Por su parte Mavis, solo dejo escapar un suspiro al mismo tiempo que negaba con la cabeza. No solo ignoro lo que dijo, sino también le saludo de manera poca respetuosa. Este muchacho sin lugar a dudas no era muy bueno para socializar.
—¿Sabes dónde está? — cuestiono el de cabellos rojo, extendiéndole un papel arrugado. Lo cual, la mujer tomo y comenzó a leerlo, formándose una leve sonrisa en su rostro a medida que continuaba —Si hubieses sido puntual, lo sabrías— respondió luego de unos segundos ligeramente divertida. En tanto la mirada del Yagami se crispaba. Pensando en porque no solo se limitaba a responderle y de paso se ahorraba sus burlas
—Sí, si…ya entendí— afirmo, no logrando ocultar del todo su molestia en su voz.
—Uhm bueno, vamos te indico, pero te advierto desde ya, ¡no quiero estos tipos de impuntualidades en mi clase o repercutirán en tus notas! ¿quedo claro? — aviso con seriedad antes de emprender marcha. Recibiendo un asentimiento del aludido. Y honestamente debió contener las ganas de reírse que tenía. El muchacho parecía a punto de explotar, se lo notaba en su rostro. Pero parecía ser que aprendió a ser más callado con sus mayores desde que el día anterior lo envió con el director. Eso era bueno admitió para sí misma, además que clases de persona seria si no fuese civilizado. Empezando a moverse hacia el interior del instituto
—(¡Al fin!)— bramo mentalmente, por su parte el de cabellos rojos, comenzando a seguirla impaciente. Alejándose ambos de la vereda frente a la academia.

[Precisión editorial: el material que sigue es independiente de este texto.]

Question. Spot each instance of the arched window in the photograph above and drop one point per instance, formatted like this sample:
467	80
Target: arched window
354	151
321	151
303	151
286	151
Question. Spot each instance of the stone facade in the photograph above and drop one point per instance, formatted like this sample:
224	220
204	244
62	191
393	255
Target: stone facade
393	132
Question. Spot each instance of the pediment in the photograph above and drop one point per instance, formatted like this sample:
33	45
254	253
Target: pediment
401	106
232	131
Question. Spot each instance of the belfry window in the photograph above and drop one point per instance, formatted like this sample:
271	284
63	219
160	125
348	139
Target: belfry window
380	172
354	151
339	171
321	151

En lo que la profesora de música hacia algunos comentarios casuales, sobre que era un lindo día y demás tonterías –según él consideraba-, a los cuales decidió hacer oídos sordos ante su creciente malhumor por los hechos de este día. No obstante, la mala suerte decidió hacer acto de presencia en forma del sonido de una sirena detrás de ambos, como si fuese una advertencia o algo así, para que se detengan en ese instante. Evitando que entraran al interior de la academia.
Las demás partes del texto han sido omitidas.